On Monday (May 8) at around 1 p.m. EDT (1700 GMT), a rock crashed through the roof of a residential home in Hopewell Township, New Jersey. No one was injured but the police are currently investigating the origin and nature of the space rock which is believed to be a meteorite.

“It appears whatever came from the sky fell through the roof of the top window — that’s my dad’s bedroom,” said Suzy Kop, according to CBS News Kerri Corrado (opens in new tab), who first reported the news early on Tuesday (May 9).

The family, which was home at the time saw that the rock had a metallic appearance and it caused a dent in the bedroom floor as it “ricocheted up” to the ceiling, creating another hole due to its high impact speed.

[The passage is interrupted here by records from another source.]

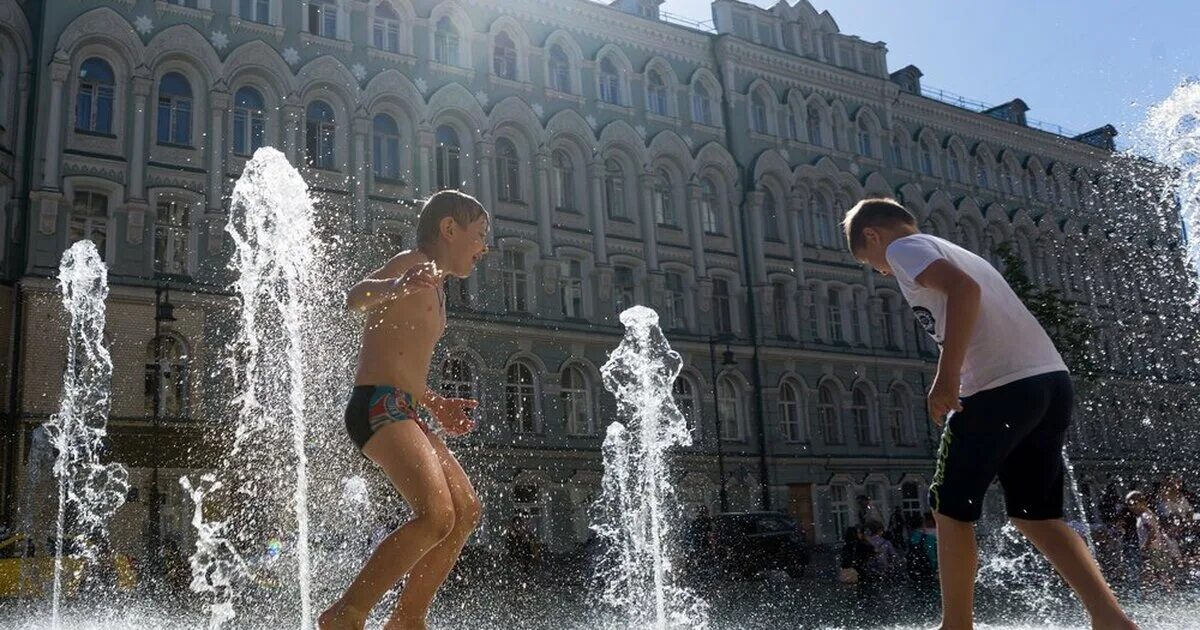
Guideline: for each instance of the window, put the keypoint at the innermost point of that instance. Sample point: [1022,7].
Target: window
[249,121]
[515,282]
[759,113]
[504,57]
[791,421]
[779,301]
[615,190]
[898,417]
[559,70]
[457,378]
[865,145]
[449,151]
[624,291]
[576,397]
[729,403]
[445,42]
[166,373]
[610,82]
[771,217]
[814,120]
[171,232]
[657,94]
[521,399]
[94,101]
[563,183]
[508,171]
[89,220]
[385,30]
[864,423]
[571,286]
[701,105]
[827,411]
[708,214]
[675,301]
[174,109]
[723,318]
[255,10]
[664,210]
[323,18]
[321,133]
[385,147]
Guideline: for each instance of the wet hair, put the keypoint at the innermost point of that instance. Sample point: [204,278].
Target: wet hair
[459,205]
[874,213]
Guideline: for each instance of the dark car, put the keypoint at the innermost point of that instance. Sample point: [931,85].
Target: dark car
[748,543]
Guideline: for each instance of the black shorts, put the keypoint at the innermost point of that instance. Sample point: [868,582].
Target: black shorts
[1015,431]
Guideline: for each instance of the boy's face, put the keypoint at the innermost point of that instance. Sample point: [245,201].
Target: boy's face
[467,245]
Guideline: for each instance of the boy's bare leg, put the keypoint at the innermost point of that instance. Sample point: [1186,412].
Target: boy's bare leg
[411,462]
[1068,553]
[435,567]
[958,559]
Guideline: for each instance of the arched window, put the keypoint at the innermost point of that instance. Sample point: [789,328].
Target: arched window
[759,113]
[708,208]
[385,147]
[89,220]
[385,30]
[174,109]
[898,417]
[615,190]
[508,171]
[521,400]
[814,120]
[457,378]
[249,121]
[576,399]
[664,210]
[729,402]
[171,237]
[827,411]
[864,417]
[610,82]
[94,100]
[321,135]
[563,183]
[504,57]
[166,373]
[559,70]
[723,317]
[449,151]
[791,414]
[701,105]
[771,229]
[445,42]
[657,94]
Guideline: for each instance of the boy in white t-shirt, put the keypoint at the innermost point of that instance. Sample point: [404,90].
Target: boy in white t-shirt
[1007,396]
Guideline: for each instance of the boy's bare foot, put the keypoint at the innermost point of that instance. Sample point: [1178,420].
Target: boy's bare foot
[341,616]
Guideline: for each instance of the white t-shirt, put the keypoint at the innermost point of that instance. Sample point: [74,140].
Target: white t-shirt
[1007,343]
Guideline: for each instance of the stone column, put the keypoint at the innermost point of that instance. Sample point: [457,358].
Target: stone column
[696,233]
[59,71]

Eventually, it bounced back to the floor where it was discovered by Kop, one of the residents. Initially, Kop thought that someone had thrown a rock at their home. Concerned about possible residues and radioactivity, emergency responders arrived later to check on the family members and scan the home. CBS News interviewed Kop, who provided details about the incident and the subsequent response.

“They were afraid that, you know, because it fell from the sky, was it radioactive? Could we have a type of residue on us? So they scanned us and everything came back clear,” she said.

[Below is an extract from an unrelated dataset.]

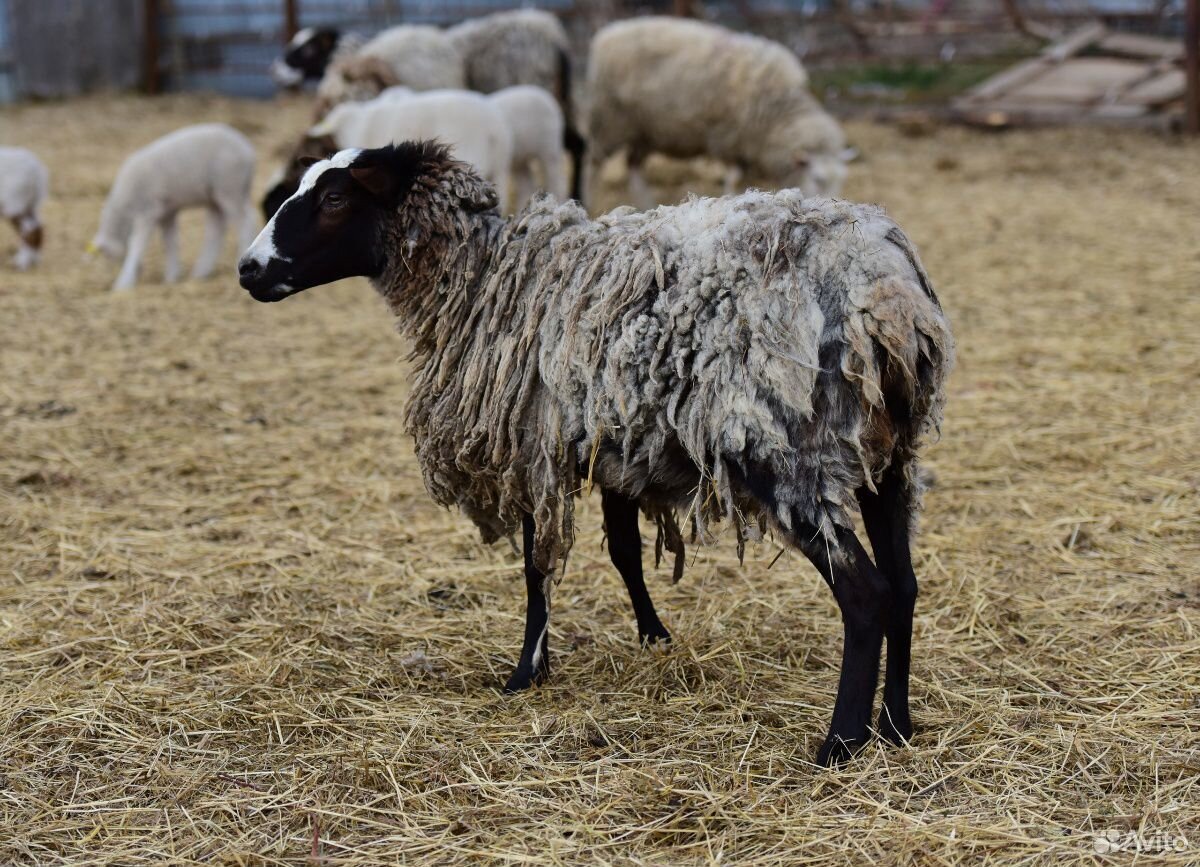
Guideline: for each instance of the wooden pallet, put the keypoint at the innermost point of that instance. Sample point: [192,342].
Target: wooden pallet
[1090,76]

The police have just stated that the rock measures approximately 4 inches by 6 inches (10 by 15 centimeters) having an oval shape. They think that the rock could potentially be a part of the Eta Aquarid meteor shower, which occurred during the first week of May.

The Eta Aquarid meteor shower is an annual event caused by Earth passing through debris from Halley’s Comet. The fragments of the comet burn up in our planet’s atmosphere, creating spectacular displays. The meteor shower reached its peak just before dawn on Saturday (May 6).

Space rocks rarely strike populated areas but those that don’t completely burn up can be found on the ground. A similar incident occurred in October 2021, when a 2.9-pound (1.3 kilograms) meteorite crashed through the roof of a Canadian home and ended up on a pillow, narrowly missing the face of a sleeping resident and showering them with debris.

“A fragment hits a structure … somewhere on the order of about half a dozen times per year globally,” Peter Brown, a meteorite astronomer at Western University in Ontario, told Space.com at the time. “In North America, there’s a building hit every three to five years.”